Aujourd’hui, il a opéré un virage à 180 degrés. Helsing a dévoilé cette semaine le HX-2, un drone d’une portée de 80 km, capable de chasser en essaim et de détruire des véhicules blindés. « Déployé à grande échelle le long des frontières, le HX-2 peut servir de puissant bouclier de contre-invasion contre les forces terrestres ennemies », a déclaré Niklas Köhler, cofondateur de Helsing, dans un communiqué.

Peter Quentin, porte-parole de Helsing, a déclaré que la société avait récemment commencé à fabriquer les drones HX-2 en Allemagne, ajoutant qu’ils seraient moins chers que d’autres systèmes comparables. Torsten Riel a déclaré à Bloomberg en début de semaine que l’entreprise prévoyait de produire des dizaines de milliers de ces appareils par an, ajoutant que le drone « a la capacité de créer un niveau de dissuasion qui n’est actuellement tout simplement pas réalisable avec un autre dispositif ».

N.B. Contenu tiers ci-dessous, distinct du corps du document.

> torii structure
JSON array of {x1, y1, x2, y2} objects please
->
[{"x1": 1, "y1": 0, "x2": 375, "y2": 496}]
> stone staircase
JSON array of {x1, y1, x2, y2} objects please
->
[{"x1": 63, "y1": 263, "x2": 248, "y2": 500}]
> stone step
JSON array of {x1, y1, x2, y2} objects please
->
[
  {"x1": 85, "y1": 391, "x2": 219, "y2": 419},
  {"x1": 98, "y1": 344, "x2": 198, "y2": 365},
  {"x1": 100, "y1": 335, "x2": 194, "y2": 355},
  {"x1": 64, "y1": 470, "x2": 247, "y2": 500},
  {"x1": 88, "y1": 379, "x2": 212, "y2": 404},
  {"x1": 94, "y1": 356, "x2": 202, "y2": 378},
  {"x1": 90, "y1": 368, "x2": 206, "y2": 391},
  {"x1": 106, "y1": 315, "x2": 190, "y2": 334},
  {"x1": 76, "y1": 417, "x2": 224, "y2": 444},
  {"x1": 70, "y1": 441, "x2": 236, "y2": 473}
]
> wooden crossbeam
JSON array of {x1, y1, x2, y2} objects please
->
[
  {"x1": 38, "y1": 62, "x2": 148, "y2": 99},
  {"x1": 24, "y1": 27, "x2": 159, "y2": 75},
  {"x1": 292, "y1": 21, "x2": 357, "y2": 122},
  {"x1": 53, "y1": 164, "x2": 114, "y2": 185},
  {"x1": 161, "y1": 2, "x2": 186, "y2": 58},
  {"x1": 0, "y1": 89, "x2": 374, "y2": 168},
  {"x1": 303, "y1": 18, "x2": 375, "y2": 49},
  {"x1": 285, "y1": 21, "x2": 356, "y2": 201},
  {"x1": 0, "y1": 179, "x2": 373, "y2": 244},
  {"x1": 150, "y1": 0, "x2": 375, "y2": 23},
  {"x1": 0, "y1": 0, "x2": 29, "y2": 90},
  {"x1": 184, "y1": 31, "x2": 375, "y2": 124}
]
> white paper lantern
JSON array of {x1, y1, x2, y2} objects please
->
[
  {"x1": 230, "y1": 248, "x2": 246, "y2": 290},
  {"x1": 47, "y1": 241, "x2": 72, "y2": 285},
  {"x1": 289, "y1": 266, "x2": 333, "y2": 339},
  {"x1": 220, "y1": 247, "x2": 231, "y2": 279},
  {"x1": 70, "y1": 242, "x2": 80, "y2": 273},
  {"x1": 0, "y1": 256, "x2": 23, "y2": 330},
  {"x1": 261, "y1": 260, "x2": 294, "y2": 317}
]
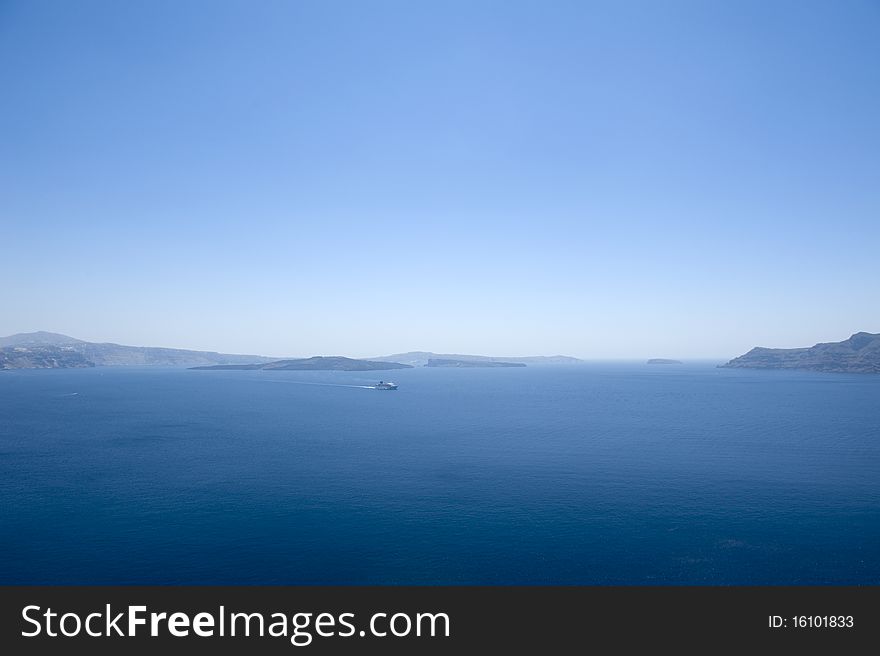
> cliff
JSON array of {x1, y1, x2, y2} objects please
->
[
  {"x1": 721, "y1": 332, "x2": 880, "y2": 374},
  {"x1": 0, "y1": 332, "x2": 273, "y2": 368},
  {"x1": 0, "y1": 345, "x2": 95, "y2": 370}
]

Cette volte-face de la licorne européenne fait suite à une série de contrats signés avec des fabricants d’armes européens tels que le fabricant de chars Leopard Rheinmetall et le constructeur d’avions Airbus, ainsi que le groupe aérospatial suédois Saab. Les cofondateurs Torsten Reil, Niklas Köhler et Gundbert Scherf avaient présenté aux investisseurs leur IA, qui a été utilisée pour améliorer le système radar des avions de chasse Griphen de Saab et pour mettre à niveau les Eurofighters de la Luftwaffe allemande.

Helsing a commencé à concevoir et à fabriquer ses propres drones après avoir constaté qu’aucun produit existant ne correspondait aux spécifications dont la start-up avait besoin, a déclaré un investisseur de Helsing, qui a requis l’anonymat pour pouvoir s’exprimer librement. « Il n’y a pas de prime dans cet espace et ces drones sont assez banalisés, mais ce n’est qu’avec l’IA et l’autonomie qu’ils changent la donne », a déclaré l’investisseur. « Si vous voulez introduire l’IA dans le secteur des drones, vous avez besoin d’un certain contrôle vertical. »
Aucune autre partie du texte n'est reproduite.